Император не намеревался уступить ни на йоту и, не скупясь на дружелюбные слова, основательно подготовлял сокрушительный удар. Его победоносное войско с 1805 г. стояло в боевой готовности почти на южной границе Пруссии; Наполеон приказал ему сконцентрироваться во Франконии и потребовал контингента от Рейнского союза. 24 сентября он покинул Париж и отправился на Рейн. Для своей военной кассы он взял лишь 24 000 франков: так он был уверен в своей победе.

Между тем в Берлине решили также перейти в наступление, но ни в коем случае не твердо и не определенно, так как самый факт решения был вообще невозможен в этом месте.
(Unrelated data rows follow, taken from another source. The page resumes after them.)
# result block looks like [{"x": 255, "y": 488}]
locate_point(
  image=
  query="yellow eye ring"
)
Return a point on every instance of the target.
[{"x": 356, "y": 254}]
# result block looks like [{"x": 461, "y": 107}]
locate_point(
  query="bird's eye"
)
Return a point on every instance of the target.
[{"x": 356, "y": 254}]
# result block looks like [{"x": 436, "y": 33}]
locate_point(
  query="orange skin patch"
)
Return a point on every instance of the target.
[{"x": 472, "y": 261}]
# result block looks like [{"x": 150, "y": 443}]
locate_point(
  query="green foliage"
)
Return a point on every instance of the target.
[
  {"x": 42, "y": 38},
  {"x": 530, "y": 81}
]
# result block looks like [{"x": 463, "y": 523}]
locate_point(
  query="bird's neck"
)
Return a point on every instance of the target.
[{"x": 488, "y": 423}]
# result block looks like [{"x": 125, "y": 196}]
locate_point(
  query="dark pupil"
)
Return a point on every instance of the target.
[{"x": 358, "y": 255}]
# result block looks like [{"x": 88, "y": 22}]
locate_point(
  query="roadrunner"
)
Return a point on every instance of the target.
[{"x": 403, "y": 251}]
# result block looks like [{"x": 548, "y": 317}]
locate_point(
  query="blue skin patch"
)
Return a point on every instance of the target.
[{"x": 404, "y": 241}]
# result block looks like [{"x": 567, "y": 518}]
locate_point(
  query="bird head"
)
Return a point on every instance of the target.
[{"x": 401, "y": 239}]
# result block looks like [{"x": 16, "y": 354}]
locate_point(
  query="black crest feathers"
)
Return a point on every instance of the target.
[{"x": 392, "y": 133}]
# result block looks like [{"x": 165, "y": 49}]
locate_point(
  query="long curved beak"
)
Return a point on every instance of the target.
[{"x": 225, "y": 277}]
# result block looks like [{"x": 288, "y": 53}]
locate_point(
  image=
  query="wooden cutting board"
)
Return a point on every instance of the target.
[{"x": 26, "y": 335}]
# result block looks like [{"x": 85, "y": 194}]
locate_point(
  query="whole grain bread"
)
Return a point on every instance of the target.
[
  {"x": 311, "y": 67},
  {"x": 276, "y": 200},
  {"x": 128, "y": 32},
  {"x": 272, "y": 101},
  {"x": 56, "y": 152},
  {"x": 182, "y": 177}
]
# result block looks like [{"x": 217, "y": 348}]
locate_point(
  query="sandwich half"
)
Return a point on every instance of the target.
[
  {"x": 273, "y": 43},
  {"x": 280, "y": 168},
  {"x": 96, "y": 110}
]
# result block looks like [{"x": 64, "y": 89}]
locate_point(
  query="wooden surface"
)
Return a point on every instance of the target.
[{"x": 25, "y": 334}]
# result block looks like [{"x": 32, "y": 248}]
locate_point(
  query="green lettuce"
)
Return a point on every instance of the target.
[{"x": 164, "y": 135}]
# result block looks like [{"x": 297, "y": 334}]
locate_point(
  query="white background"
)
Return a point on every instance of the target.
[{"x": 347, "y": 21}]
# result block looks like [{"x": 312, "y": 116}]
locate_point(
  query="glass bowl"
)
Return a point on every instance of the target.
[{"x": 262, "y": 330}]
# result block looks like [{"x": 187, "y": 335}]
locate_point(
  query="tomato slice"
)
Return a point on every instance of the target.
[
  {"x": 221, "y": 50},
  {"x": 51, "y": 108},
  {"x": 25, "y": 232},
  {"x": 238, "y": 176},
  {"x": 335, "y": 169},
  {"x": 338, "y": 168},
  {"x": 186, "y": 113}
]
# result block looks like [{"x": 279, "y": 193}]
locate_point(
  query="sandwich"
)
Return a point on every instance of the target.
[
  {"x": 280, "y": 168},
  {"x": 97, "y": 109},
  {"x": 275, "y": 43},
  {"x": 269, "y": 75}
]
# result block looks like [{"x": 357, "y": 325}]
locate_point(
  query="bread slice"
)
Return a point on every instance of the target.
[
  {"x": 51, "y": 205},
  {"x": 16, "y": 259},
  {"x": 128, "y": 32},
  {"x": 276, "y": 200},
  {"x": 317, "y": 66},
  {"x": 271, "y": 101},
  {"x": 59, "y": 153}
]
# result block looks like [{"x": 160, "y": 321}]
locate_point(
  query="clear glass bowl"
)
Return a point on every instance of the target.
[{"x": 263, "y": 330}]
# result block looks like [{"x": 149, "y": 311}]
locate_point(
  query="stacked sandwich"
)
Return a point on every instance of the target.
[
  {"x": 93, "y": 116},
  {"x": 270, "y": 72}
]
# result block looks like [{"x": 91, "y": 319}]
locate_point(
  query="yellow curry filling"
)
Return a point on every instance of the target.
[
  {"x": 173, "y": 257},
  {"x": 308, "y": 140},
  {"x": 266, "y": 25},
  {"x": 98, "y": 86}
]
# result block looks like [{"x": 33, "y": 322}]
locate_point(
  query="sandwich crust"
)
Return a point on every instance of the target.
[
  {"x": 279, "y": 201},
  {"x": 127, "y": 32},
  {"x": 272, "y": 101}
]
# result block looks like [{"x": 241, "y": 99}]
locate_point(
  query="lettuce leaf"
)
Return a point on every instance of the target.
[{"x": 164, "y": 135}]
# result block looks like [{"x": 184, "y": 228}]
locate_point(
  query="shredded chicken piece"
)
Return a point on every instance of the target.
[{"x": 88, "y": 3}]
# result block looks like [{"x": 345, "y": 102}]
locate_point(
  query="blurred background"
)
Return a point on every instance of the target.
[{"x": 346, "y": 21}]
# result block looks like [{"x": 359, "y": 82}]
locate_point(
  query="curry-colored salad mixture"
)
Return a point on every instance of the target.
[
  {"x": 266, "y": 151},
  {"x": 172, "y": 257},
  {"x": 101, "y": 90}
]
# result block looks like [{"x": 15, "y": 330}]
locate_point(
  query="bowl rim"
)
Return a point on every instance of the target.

В поисках союзников всюду натыкались на запертые двери: после всех предательств прусской политики ей никто уже более не верил; кто мог поручиться в Берлине, что в последний момент не будет принято другое решение? Искали мира с Англией, стучались в Петербург и в Вену; везде наталкивались на глубокое и слишком справедливое недоверие. Сам Гаугвиц тогда стал настаивать на наступлении, и, наконец, царь согласился [250] дать вспомогательное войско в 70 000 чел., которое, правда, могло прибыть лишь тогда, когда жребий будет уже брошен. Лишь одну Саксонию удалось Пруссии еще раньше скорее принудить, чем склонить к союзу; Наполеон, в свою очередь, заявил, что он ведет войну, чтобы охранить Саксонию от поползновений бесчестного соседа, и его манифест оповещал «народы Саксонии», что он идет для их освобождения. Все знали, что дрезденский двор лишь поджидает удобного момента для отпадения от Пруссии. Гессенский двор объявил себя нейтральным, так же как и Брауншвейг, герцог которого должен был командовать прусским войском. Однако наступательные тенденции были парализованы надеждой заключить мир. В тот день, когда Наполеон выехал из Парижа, прусское войско численностью в 130 000 чел. стояло в Тюрингии. К нему следует прибавить еще 20 000 саксонцев. Король и даже воинственная королева прибыли в Наумбург; однако после большого совета прусской главной квартиры было решено отсрочить вторжение во Франконию до 8 октября, так как до этого дня ожидался ответ Наполеона на прусский ультиматум от 1 октября. Гаугвиц и Ломбард все еще самым непонятным образом надеялись на то, что французский император передумает, обязуется не [251] нарушить северогерманского союза и даже отзовет свои войска за Рейн. Наполеон же, когда до него дошел 7 октября в Бамберге ультиматум, пересланный ему из Парижа, разразился громким смехом. В своем первом бюллетене он назвал письмо короля «одним из тех скверных памфлетов, какие английское министерство заставляет ежегодно приготовлять за 500 фунтов стерлингов», и обратился к своим войскам со следующими словами: «Они хотят, чтобы мы при одном виде их армии очистили Германию. Безумцы! Только через триумфальную арку можем мы вернуться во Францию».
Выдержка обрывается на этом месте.